JAKARTA – Komisi Pemberantasan Korupsi (KPK) terus mendalami kasus dugaan korupsi terkait penyaluran bantuan sosial (bansos) beras untuk Keluarga Penerima Manfaat (KPM) pada Program Keluarga Harapan (PKH) Tahun Anggaran 2020.
Pemeriksaan Saksi di Surakarta
Pada Jumat (5/12/2025), KPK memanggil empat orang dari pihak pendamping PKH untuk diperiksa sebagai saksi. Pemeriksaan ini dilakukan di Polresta Surakarta, Jawa Tengah.
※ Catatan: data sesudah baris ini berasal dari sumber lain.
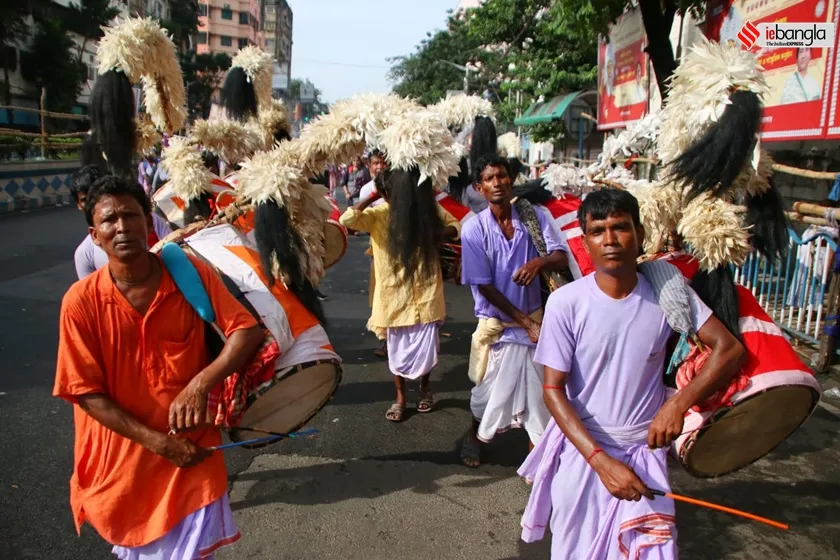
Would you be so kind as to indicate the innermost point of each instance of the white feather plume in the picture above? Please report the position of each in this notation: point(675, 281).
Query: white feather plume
point(562, 179)
point(187, 174)
point(700, 90)
point(421, 138)
point(372, 113)
point(141, 49)
point(257, 66)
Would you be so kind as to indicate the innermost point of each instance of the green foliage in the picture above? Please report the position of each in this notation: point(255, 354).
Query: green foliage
point(87, 18)
point(54, 65)
point(523, 49)
point(203, 75)
point(13, 30)
point(526, 49)
point(424, 76)
point(182, 23)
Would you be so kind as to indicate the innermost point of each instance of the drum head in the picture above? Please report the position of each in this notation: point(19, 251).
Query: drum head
point(290, 403)
point(336, 244)
point(746, 432)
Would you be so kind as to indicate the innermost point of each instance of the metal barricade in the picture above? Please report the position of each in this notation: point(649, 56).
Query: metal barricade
point(793, 290)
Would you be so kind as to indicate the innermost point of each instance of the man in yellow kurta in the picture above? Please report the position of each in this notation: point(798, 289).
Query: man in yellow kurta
point(408, 303)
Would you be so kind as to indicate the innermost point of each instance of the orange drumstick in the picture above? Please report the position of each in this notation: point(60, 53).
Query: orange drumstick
point(724, 509)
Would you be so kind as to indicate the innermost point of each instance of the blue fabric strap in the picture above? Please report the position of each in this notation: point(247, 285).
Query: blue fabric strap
point(188, 281)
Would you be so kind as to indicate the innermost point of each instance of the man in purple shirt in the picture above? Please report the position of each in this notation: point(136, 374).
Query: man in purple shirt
point(603, 346)
point(88, 257)
point(502, 266)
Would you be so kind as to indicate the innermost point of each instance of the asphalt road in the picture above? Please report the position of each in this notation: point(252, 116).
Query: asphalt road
point(364, 488)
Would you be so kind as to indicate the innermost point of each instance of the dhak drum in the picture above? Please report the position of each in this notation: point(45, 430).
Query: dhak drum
point(772, 396)
point(450, 253)
point(335, 235)
point(288, 401)
point(305, 372)
point(176, 210)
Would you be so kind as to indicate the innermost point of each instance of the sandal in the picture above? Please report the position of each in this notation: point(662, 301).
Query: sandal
point(395, 413)
point(426, 402)
point(470, 452)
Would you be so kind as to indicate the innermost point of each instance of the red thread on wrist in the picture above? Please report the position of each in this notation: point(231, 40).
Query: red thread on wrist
point(595, 452)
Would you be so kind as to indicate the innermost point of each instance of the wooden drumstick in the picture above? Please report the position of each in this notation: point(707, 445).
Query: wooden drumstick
point(712, 424)
point(732, 511)
point(276, 437)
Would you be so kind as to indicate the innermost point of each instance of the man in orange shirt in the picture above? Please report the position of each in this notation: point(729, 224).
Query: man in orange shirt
point(133, 362)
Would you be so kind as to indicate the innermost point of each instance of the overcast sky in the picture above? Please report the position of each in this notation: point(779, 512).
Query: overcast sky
point(342, 45)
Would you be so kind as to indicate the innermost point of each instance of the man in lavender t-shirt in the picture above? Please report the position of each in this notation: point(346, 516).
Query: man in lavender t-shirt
point(603, 348)
point(89, 257)
point(500, 263)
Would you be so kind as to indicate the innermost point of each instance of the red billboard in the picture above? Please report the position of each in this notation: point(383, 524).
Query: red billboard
point(833, 127)
point(623, 76)
point(800, 79)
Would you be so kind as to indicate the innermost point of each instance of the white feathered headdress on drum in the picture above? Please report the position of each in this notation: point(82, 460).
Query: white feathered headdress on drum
point(279, 181)
point(709, 147)
point(133, 51)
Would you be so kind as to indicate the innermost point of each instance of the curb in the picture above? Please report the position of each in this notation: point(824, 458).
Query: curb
point(23, 204)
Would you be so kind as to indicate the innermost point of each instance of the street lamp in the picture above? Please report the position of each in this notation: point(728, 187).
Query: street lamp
point(462, 69)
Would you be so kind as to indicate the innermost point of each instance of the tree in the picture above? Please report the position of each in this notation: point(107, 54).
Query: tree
point(13, 31)
point(86, 19)
point(203, 75)
point(54, 65)
point(658, 17)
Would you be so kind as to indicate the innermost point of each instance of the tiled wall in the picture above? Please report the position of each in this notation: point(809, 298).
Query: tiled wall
point(25, 186)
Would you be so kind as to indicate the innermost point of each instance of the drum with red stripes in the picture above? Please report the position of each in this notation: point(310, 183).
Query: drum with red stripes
point(450, 253)
point(297, 370)
point(564, 212)
point(772, 395)
point(336, 235)
point(173, 207)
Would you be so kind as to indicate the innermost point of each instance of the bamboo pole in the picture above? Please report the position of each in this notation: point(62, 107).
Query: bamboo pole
point(43, 123)
point(816, 210)
point(50, 114)
point(13, 132)
point(790, 170)
point(827, 342)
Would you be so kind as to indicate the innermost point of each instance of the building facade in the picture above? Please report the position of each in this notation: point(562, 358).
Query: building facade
point(277, 26)
point(229, 25)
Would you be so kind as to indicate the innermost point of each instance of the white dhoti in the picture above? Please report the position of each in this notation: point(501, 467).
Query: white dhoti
point(510, 395)
point(413, 351)
point(198, 535)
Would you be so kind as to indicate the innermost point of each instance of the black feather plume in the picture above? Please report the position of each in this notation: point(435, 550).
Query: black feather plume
point(766, 215)
point(716, 159)
point(717, 290)
point(533, 191)
point(276, 237)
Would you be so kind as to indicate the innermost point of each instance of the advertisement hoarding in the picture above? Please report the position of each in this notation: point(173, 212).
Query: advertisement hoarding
point(623, 76)
point(800, 78)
Empat Saksi yang Dipanggil:
-
Suyanto dan Wisnu Purnaprahara (Pendamping PKH Korwil Kab. Ngawi).
-
Ija Krustandik dan Zaini Muchtar (Pendamping PKH Korwil Kab. Magetan).
Konteks Kasus
Kasus ini berkaitan dengan pembagian lima juta paket bansos di 15 provinsi.
-
Tersangka Baru: Pada Agustus 2025, KPK telah menetapkan lima tersangka baru, yang terdiri dari tiga orang individu dan dua korporasi.
-
Pencegahan ke Luar Negeri: Empat orang yang dicegah bepergian ke luar negeri terkait kasus ini adalah:
-
Bambang Rudijanto Tanoesoedibjo (BRT), Komisaris Utama PT Dosni Roha.
-
Edi Suharto (ES), Staf Ahli Menteri Bidang Perubahan dan Dinamika Sosial Kemensos.
-
Herry Tho dan Kanisius Jerry Tengker (keduanya dari DNR Logistics).